Vim offers a graphical version called gvim, replete with more user-friendly panels and menus, in case you simply can’t get along with an editor that runs in a terminal window.

9. gedit (Windows, Mac, Linux) 

Gedit is a simple yet pleasant program to use, and you can utilize plugins to make it a powerful Web editor. The GNOME desktop environment, which is often used on Linux, comes with gedit as its default text editor. Downloads for all operating systems are accessible on the webpage, and it also functions well with Windows and Mac OS X.

The wonderful thing about gedit is that it’s simple to use and has an uncluttered interface, but you can select from a wide variety of plugins to make it exactly what you want. Among the useful plugins for web developers are:

  • Tag List, File Browser Pane, and Indent Lines (these are bundled with gedit but you need to enable them in the preferences)
  • AutoComplete
  • Web Explorer Preview
  • HTML Clean
  • Ipsum Lorem
  • Search & Replace using Regex

10. Fraise (Mac)

With just the right number of functionality, Fraise is a simple Mac editor that makes editing websites simple. Fraise is a decent, user-friendly, lightweight text editor similar to TextWrangler and gedit. It is a branch of the long-since-retired Smultron editor. Since it is still quite young, it does not yet have a formal homepage. You’ll need to download Smultron if you’re still on Mac OS X 10.5 because it only supports Mac OS X 10.6 (Snow Leopard) at this time.

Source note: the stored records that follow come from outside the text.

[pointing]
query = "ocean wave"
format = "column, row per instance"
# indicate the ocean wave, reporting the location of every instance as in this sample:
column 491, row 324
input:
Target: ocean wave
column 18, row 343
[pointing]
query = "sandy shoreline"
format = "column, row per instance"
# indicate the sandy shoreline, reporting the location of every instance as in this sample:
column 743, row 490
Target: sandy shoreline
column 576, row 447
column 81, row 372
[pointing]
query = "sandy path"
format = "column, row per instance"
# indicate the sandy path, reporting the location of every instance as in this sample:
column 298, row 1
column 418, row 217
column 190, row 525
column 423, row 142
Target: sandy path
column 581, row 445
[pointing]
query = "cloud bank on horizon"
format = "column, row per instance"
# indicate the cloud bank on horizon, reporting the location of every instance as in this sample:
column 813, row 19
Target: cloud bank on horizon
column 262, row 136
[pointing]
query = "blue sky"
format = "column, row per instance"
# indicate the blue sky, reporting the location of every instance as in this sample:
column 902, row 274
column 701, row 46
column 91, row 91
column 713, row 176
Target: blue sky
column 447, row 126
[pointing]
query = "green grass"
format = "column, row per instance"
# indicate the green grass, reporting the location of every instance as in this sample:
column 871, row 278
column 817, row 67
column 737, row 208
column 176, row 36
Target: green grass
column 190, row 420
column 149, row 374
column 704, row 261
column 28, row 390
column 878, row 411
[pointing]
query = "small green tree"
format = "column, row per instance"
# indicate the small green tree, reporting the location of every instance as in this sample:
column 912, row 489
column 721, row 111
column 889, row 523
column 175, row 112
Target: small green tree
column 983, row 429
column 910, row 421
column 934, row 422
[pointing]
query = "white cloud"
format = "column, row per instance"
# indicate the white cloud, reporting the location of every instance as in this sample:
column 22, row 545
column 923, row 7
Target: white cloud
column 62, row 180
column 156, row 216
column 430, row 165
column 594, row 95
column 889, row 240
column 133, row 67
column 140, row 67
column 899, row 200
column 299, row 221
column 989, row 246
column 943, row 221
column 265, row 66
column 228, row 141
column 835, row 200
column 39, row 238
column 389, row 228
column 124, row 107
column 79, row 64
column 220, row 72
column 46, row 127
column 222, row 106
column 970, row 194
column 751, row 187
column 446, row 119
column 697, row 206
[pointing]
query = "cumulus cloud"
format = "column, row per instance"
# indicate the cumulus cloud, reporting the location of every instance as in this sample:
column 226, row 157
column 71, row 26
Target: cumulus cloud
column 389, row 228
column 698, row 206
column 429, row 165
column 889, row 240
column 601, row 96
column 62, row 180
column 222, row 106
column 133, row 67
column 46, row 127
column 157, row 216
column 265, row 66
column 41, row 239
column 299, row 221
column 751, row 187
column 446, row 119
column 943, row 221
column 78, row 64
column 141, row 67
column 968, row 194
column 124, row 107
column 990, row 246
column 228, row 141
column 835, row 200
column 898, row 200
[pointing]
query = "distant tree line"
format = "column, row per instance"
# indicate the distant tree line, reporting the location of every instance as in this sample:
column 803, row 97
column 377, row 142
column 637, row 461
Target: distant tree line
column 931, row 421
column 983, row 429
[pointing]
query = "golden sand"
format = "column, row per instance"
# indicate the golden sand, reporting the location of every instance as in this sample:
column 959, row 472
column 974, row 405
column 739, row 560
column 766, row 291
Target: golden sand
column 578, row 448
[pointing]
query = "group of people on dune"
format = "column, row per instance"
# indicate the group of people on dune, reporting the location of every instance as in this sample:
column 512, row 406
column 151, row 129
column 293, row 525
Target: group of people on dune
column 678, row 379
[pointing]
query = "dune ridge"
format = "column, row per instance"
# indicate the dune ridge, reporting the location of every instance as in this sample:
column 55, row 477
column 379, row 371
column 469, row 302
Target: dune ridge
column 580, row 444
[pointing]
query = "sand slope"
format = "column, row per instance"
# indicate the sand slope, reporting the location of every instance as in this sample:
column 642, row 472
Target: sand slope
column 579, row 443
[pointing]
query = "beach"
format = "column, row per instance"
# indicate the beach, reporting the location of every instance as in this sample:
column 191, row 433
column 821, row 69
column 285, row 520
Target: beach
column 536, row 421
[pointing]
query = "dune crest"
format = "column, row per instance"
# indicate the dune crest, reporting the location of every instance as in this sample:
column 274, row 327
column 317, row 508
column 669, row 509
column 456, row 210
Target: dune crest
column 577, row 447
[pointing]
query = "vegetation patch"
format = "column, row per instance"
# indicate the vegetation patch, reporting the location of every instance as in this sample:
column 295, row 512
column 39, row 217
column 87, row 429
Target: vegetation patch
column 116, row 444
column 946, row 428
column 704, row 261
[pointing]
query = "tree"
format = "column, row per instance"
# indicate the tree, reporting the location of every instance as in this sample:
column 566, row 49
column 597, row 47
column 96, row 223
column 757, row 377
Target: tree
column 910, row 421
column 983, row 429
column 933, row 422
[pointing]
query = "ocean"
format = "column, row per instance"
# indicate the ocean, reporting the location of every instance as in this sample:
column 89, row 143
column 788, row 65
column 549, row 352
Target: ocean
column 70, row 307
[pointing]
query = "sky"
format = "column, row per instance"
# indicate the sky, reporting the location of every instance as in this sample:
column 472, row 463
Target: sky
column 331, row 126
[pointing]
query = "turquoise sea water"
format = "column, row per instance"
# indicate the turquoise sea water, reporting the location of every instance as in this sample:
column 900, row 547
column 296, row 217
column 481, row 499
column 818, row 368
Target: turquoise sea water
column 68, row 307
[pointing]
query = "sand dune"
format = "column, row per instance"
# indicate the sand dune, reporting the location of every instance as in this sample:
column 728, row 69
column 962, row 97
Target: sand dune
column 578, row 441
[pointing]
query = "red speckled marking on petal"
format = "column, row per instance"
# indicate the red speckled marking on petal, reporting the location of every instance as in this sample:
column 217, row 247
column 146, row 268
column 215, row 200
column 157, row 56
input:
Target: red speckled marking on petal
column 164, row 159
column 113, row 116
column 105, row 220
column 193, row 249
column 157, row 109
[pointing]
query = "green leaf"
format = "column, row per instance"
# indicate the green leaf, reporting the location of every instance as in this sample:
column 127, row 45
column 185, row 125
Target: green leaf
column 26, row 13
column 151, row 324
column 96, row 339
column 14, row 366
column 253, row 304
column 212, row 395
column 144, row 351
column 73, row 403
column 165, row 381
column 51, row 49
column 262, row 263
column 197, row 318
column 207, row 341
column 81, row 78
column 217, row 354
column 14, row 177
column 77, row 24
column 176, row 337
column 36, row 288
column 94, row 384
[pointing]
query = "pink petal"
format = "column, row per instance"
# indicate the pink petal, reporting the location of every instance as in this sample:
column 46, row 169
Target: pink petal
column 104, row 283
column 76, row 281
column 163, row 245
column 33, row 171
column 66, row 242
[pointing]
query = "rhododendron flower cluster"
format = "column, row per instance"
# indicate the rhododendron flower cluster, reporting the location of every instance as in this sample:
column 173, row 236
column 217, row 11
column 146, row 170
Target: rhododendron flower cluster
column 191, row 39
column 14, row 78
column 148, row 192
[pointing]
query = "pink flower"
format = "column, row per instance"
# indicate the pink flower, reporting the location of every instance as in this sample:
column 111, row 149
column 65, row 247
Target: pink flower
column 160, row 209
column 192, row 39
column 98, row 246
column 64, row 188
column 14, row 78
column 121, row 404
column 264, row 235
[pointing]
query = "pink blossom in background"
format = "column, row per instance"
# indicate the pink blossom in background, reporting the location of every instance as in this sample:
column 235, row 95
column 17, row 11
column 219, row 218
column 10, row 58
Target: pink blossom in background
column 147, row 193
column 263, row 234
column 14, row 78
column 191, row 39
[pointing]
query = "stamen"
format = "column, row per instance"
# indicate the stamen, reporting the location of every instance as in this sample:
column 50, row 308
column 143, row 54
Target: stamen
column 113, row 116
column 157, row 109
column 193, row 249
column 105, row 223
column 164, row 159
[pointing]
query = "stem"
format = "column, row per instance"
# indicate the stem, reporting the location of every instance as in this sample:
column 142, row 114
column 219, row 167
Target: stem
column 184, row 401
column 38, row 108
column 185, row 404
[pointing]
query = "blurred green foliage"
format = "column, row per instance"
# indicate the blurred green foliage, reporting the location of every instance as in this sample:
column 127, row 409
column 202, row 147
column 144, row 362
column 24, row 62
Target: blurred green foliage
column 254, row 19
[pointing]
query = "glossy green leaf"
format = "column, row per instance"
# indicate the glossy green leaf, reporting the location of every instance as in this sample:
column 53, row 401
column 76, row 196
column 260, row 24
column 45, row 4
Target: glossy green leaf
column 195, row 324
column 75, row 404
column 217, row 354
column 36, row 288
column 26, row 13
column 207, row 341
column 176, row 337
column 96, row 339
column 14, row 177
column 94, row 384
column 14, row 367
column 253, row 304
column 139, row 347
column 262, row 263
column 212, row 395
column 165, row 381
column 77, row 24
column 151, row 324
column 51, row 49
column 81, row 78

Some great Web-specific features of Fraise include:

  • Syntax highlighting for a wide variety of programming languages, including HTML, CSS, JavaScript, and PHP.
  • A Command-T keystroke for closing the currently open tag. The time saved when inputting lists and other data are significant.
  • A convenient built-in browser preview that makes use of WebKit and has a very helpful Live Update feature that updates as you make changes to your markup and CSS.
  • A replace and search option for regular expressions in the Advanced Find menu.
  • Assistance with snippets, which make it simple to insert HTML tags and CSS attributes.
  • A few practical text-manipulation tools, such HTML entity conversion and HTML entity validation.

If you have a Mac and want an editor that is more user-friendly and functional than the built-in TextEdit, Fraise is worth a look.

John Harper

#1 File Information bestselling author John Harper loves to dispel the myth that smart men & women don’t read (or write) romance, and if you watch reruns of the game show The Weakest Link you might just catch him winning the $77,000 jackpot. In 2021, Netflix will premiere Bridgerton, based on his popular series of novels about the Why Files.